S. Youngstrom removing marine debris from shoreline where it is a high risk for wildlife entanglement - Shot with Zero Image 2000 pinhole camera - 120 Kodak T-Max 400
Interior of Southeast island. Marine debris reaches the interior of each of the atoll's six low-lying islands from storm surges and high winds. Shot with Zero Image 2000 pinhole camera - 120 Kodak Portra 400
Stranded buoys from the fishing industry are popular perches for Boobies. Shot with Zero Image 2000 pinhole camera - 120 Kodak T-Max 400
A plastic ring stuck on the beak of a Black-footed albatross chick. [The ring was removed]
Propane tank washed ashore.
Black-footed albatross chick amongst floats.
Laysan finch skeleton found in pile monofilament.

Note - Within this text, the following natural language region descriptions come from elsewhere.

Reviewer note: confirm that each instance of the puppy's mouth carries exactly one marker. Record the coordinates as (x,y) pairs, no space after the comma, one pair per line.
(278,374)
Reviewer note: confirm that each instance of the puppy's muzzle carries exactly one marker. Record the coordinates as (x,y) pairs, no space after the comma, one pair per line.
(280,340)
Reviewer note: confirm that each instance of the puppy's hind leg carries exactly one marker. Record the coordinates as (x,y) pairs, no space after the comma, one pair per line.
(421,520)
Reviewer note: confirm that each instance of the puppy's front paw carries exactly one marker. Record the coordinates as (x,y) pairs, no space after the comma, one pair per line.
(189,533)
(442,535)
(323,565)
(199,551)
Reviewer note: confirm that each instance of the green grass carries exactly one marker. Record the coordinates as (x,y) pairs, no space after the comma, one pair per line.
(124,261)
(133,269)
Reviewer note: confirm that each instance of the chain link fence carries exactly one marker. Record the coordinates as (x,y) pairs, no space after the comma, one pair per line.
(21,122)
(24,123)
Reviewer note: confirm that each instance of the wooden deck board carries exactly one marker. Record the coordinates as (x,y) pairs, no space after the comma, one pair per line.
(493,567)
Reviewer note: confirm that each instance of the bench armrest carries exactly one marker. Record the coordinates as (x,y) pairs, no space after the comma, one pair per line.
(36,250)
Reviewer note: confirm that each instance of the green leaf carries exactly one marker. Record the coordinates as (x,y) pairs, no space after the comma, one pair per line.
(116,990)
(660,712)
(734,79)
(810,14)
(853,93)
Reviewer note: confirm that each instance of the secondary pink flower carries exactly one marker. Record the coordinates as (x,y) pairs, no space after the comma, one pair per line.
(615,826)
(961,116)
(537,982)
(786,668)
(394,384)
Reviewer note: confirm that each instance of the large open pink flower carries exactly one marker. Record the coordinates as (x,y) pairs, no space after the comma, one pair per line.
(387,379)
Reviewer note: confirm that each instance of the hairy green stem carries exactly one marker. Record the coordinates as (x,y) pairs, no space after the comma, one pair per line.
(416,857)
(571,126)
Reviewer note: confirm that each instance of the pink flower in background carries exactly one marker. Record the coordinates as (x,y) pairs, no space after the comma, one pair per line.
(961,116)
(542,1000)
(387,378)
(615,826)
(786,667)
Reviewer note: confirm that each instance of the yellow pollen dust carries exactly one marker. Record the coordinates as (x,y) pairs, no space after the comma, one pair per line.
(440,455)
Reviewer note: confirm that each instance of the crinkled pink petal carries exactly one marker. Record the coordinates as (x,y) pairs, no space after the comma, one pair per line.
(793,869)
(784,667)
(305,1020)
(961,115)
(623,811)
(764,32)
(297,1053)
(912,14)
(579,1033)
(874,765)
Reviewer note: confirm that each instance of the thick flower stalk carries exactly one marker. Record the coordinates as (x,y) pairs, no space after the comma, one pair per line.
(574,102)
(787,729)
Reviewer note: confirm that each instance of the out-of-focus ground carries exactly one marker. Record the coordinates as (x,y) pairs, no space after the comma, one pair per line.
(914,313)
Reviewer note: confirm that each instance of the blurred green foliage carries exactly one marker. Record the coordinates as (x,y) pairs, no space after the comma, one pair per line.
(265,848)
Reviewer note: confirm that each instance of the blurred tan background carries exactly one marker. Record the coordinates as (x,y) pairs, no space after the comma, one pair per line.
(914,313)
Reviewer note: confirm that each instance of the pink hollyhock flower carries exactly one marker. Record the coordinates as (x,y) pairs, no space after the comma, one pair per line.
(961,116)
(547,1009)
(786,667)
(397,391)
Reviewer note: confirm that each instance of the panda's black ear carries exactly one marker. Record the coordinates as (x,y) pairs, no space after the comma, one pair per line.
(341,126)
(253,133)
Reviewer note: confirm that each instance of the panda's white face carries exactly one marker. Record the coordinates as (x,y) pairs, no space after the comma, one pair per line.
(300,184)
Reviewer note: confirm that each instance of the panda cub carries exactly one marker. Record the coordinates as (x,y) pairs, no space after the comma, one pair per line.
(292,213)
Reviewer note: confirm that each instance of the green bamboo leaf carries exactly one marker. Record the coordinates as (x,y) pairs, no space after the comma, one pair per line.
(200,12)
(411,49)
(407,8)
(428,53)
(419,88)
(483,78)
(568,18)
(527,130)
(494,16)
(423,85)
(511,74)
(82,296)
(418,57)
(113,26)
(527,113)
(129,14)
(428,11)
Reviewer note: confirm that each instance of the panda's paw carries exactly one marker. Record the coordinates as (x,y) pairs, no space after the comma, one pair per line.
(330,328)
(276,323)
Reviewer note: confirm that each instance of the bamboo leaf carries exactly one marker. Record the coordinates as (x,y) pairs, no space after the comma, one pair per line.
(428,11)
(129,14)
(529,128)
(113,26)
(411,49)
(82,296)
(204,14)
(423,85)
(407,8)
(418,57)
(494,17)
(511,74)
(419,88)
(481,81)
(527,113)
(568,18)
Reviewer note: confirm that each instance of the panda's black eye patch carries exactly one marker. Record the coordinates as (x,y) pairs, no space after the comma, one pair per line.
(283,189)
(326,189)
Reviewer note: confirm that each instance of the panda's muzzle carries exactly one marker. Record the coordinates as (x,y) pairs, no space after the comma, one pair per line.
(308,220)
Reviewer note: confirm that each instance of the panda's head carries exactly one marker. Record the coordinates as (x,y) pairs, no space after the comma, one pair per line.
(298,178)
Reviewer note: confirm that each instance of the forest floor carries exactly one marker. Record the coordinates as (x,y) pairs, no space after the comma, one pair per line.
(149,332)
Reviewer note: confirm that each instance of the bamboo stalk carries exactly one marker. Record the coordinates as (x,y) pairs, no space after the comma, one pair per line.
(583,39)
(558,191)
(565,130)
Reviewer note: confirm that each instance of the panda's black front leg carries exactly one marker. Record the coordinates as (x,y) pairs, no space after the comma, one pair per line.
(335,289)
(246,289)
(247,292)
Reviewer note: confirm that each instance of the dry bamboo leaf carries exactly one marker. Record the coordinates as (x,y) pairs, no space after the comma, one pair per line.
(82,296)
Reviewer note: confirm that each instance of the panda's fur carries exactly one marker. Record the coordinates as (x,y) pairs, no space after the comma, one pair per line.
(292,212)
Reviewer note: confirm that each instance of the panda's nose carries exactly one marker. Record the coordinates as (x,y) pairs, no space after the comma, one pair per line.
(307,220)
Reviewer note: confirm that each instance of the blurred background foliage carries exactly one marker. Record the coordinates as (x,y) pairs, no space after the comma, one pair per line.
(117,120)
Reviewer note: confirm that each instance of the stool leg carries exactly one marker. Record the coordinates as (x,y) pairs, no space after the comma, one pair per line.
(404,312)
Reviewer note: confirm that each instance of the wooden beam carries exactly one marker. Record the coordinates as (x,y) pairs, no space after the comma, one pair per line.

The Laysan finch is both endangered and endemic to the region.
Wad of marine debris line full of fishing lures. A dangerous entanglement hazard for marine and terrestrial wildlife alike.
Black-footed albatross chick nestles into marine debris.
Frigatebirds can often be found perching on marine debris.
The stomach contents of an albatross chick. Fishing lure + plastic.
The marine debris is both large and small. Here Frigatebirds perch on a busted boat that washed ashore.